In light of potential Peloton sale, Zwift makes mainstream media 

This Bloomberg News piece offers an insightful comparison between Peloton and Zwift, the virtual training platform beloved by endurance athletes everywhere. Specifically, the piece pegs Zwift as Peloton’s biggest rival when it comes to potential purchase by big-tech (Peloton is rumored to be up for sale after a series of fumbles over the past few months) and argues why the former would be a better acquisition target for companies like Meta Platforms and Apple. Pluses for Zwift, according to the author, include the bring-your-own-bike business model, the lower subscription fee ($15 to Peloton’s $39), and a sleeker user experience (virtual courses versus instructor-led classes).

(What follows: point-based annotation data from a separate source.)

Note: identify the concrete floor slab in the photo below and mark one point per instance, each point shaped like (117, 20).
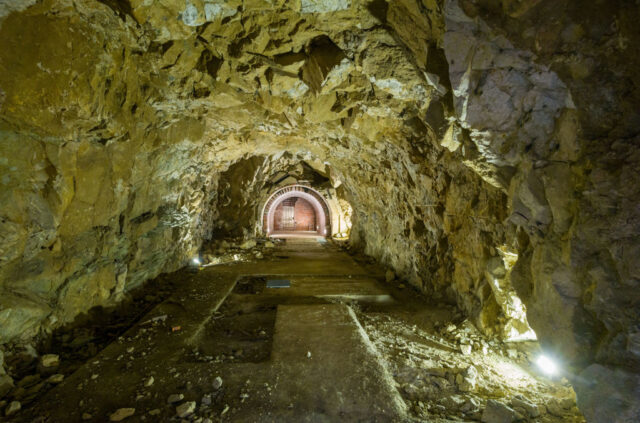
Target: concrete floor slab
(327, 370)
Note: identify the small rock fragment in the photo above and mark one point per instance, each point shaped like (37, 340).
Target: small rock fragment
(50, 360)
(57, 378)
(497, 412)
(186, 409)
(531, 409)
(122, 414)
(248, 244)
(12, 408)
(390, 276)
(175, 398)
(206, 400)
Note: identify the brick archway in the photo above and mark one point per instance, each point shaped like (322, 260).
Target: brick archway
(314, 198)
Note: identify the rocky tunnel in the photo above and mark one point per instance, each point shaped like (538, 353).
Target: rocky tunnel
(484, 154)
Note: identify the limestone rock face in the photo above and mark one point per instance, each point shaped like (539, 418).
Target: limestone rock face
(489, 151)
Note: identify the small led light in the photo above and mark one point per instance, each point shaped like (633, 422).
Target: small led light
(547, 365)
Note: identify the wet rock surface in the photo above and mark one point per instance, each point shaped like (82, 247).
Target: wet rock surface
(226, 376)
(489, 151)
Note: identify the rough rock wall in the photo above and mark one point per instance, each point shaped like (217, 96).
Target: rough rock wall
(99, 191)
(557, 106)
(484, 146)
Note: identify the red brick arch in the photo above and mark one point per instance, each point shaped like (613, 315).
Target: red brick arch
(323, 217)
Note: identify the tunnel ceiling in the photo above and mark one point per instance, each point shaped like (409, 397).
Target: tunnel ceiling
(488, 149)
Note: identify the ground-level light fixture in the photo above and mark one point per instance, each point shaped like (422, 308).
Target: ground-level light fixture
(547, 365)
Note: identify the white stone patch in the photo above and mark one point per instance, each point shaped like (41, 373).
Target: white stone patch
(216, 10)
(400, 90)
(501, 95)
(434, 81)
(337, 75)
(323, 6)
(298, 90)
(191, 15)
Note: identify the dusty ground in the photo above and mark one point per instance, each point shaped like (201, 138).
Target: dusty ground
(339, 345)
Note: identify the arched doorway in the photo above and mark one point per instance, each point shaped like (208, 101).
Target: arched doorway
(296, 209)
(295, 214)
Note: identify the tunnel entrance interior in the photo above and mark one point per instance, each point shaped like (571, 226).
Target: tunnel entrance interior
(296, 210)
(295, 215)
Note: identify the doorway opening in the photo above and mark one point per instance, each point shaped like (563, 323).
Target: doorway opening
(296, 210)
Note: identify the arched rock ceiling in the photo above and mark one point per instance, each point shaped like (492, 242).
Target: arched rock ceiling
(464, 134)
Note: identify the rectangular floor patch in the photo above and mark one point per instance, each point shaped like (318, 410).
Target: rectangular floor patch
(278, 283)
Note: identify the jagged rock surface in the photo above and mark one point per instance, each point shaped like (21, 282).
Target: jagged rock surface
(481, 159)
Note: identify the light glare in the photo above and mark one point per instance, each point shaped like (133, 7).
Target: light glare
(547, 365)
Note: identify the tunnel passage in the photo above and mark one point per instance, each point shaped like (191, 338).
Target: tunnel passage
(296, 208)
(295, 214)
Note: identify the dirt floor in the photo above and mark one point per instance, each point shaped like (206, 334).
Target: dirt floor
(340, 344)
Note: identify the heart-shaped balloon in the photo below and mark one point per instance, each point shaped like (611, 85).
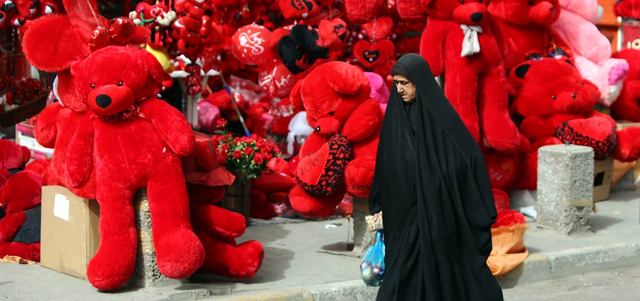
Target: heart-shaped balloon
(371, 55)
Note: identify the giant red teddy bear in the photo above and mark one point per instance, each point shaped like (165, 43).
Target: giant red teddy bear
(474, 74)
(339, 156)
(556, 106)
(522, 27)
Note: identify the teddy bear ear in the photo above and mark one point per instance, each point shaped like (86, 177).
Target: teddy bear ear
(155, 69)
(52, 44)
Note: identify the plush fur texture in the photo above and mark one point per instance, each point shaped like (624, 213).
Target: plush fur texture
(591, 49)
(18, 193)
(12, 155)
(522, 27)
(141, 137)
(627, 107)
(336, 98)
(475, 85)
(549, 103)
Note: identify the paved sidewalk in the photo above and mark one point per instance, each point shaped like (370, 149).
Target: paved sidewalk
(297, 267)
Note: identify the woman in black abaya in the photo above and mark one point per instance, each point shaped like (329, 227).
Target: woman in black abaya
(432, 188)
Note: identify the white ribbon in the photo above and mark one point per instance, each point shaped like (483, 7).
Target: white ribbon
(470, 43)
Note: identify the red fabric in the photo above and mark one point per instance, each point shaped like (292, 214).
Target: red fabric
(483, 101)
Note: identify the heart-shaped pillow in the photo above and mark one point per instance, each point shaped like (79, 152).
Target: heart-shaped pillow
(598, 132)
(371, 55)
(322, 173)
(379, 29)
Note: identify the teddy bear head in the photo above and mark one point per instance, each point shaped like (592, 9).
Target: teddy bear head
(545, 86)
(526, 12)
(115, 78)
(470, 12)
(330, 93)
(628, 8)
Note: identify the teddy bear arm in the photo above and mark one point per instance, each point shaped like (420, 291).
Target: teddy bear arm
(432, 43)
(80, 154)
(46, 129)
(10, 224)
(535, 127)
(171, 125)
(363, 122)
(628, 149)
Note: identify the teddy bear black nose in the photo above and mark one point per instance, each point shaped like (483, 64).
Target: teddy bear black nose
(103, 101)
(476, 17)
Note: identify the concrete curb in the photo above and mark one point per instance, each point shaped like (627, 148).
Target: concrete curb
(537, 267)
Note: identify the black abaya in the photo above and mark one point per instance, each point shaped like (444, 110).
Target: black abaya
(432, 186)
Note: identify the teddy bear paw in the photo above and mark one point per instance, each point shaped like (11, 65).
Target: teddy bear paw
(179, 254)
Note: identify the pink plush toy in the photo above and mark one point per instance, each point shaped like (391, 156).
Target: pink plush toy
(576, 29)
(379, 89)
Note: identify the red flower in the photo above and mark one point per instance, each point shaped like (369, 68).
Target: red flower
(258, 159)
(221, 123)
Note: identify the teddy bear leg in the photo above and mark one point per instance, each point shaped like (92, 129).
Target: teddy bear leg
(10, 224)
(499, 131)
(22, 250)
(628, 149)
(219, 221)
(309, 205)
(178, 250)
(114, 263)
(224, 257)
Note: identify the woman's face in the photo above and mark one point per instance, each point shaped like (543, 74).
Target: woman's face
(405, 88)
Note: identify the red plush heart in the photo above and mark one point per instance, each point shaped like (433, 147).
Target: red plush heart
(379, 29)
(322, 173)
(371, 55)
(597, 132)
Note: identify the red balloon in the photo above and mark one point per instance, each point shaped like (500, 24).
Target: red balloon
(250, 44)
(276, 79)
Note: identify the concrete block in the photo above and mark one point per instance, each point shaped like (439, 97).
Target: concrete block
(147, 273)
(565, 188)
(361, 237)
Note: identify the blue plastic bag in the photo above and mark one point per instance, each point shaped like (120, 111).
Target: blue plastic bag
(372, 266)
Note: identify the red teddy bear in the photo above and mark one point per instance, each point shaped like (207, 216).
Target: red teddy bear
(522, 27)
(339, 156)
(475, 79)
(132, 141)
(556, 106)
(627, 107)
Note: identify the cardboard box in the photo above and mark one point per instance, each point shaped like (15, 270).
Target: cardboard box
(69, 231)
(602, 174)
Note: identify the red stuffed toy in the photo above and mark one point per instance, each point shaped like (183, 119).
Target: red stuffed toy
(20, 214)
(218, 228)
(627, 107)
(137, 135)
(556, 106)
(12, 155)
(522, 27)
(482, 99)
(339, 156)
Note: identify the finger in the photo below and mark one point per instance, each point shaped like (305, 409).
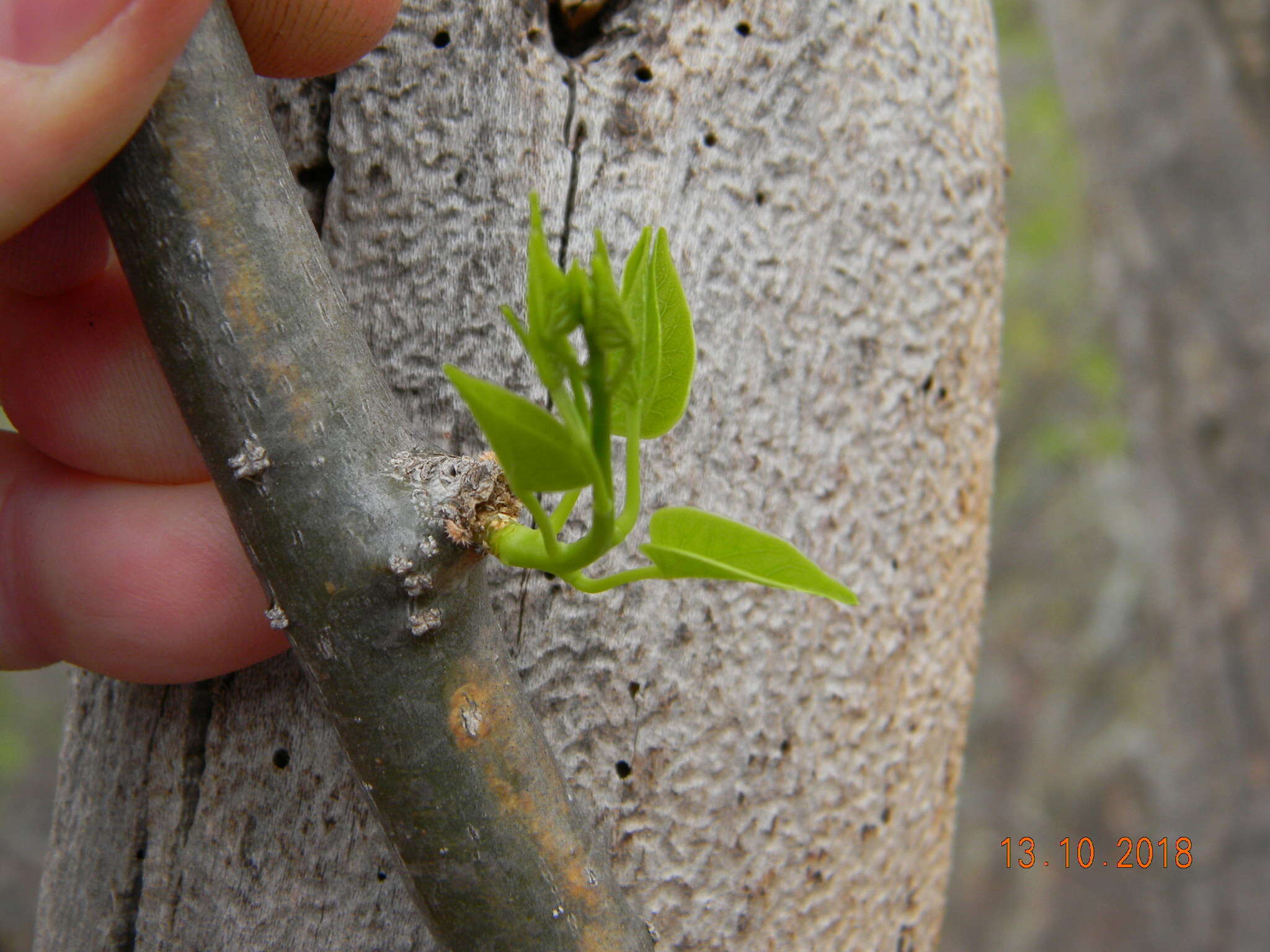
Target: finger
(310, 37)
(81, 382)
(76, 77)
(60, 250)
(141, 583)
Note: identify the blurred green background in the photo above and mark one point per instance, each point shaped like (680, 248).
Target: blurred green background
(1061, 487)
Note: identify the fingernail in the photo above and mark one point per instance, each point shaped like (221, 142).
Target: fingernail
(43, 32)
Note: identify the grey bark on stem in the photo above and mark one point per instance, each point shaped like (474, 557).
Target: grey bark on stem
(345, 521)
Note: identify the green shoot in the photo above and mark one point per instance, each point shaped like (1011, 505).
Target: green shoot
(636, 385)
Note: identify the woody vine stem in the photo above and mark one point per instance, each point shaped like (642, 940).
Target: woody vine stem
(346, 522)
(370, 547)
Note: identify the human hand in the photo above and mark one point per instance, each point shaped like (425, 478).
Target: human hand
(116, 552)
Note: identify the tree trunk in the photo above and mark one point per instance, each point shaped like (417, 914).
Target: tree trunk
(771, 771)
(1170, 103)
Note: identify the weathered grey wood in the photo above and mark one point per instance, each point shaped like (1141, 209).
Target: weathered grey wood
(1169, 99)
(793, 763)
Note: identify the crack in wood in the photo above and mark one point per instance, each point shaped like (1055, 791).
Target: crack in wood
(195, 758)
(574, 133)
(122, 935)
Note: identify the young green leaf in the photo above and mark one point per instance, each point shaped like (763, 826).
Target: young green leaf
(610, 325)
(678, 348)
(534, 448)
(693, 544)
(639, 296)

While there have been no reports that the owners of Zwift are considering selling, there is news of a “major hardware product” from the company within the next 12 months, said to include an indoor bike similar to Peloton’s but without the screen, and a smart trainer. 

Podcast Notes

  • Paralympic gold medalist Kendall Gretsch heads to the Triathlete Hour to talk about switching between paratriathlon and cross-country skiing & biathlon, the latter two in which she’ll compete in Beijing.
  • Pegged as “ones to watch” in 2022, U.S.A’s Chase McQueen and France’s Emma Lombardi share their stories with the World Triathlon podcast.
  • The Real Triathlon hosts, including Garrick Loewen, Nicholas Chase, and Jackson Laundry, offer their best tips for improving your swim on their latest episode.
  • That Triathlon Life chats about managing peak fitness as a professional vs. amateur triathlete, as well as the stresses of being a professional triathlete outside of training and racing.
  • On the Zwift PowerUp Tri podcast, Matt Lieto chats with Sarah True and Tim Don about their recent trip to the Specialized Win Tunnel with the Zwift Academy Tri Team, plus their recon of the St. George World Championships course.
  • Greg Bennett brings on Brazilian swimmer Buno Fratus, who has gone under 22 seconds for 50m more times than anyone else; he shares his journey in swimming as well as some setbacks he’s experienced along the way.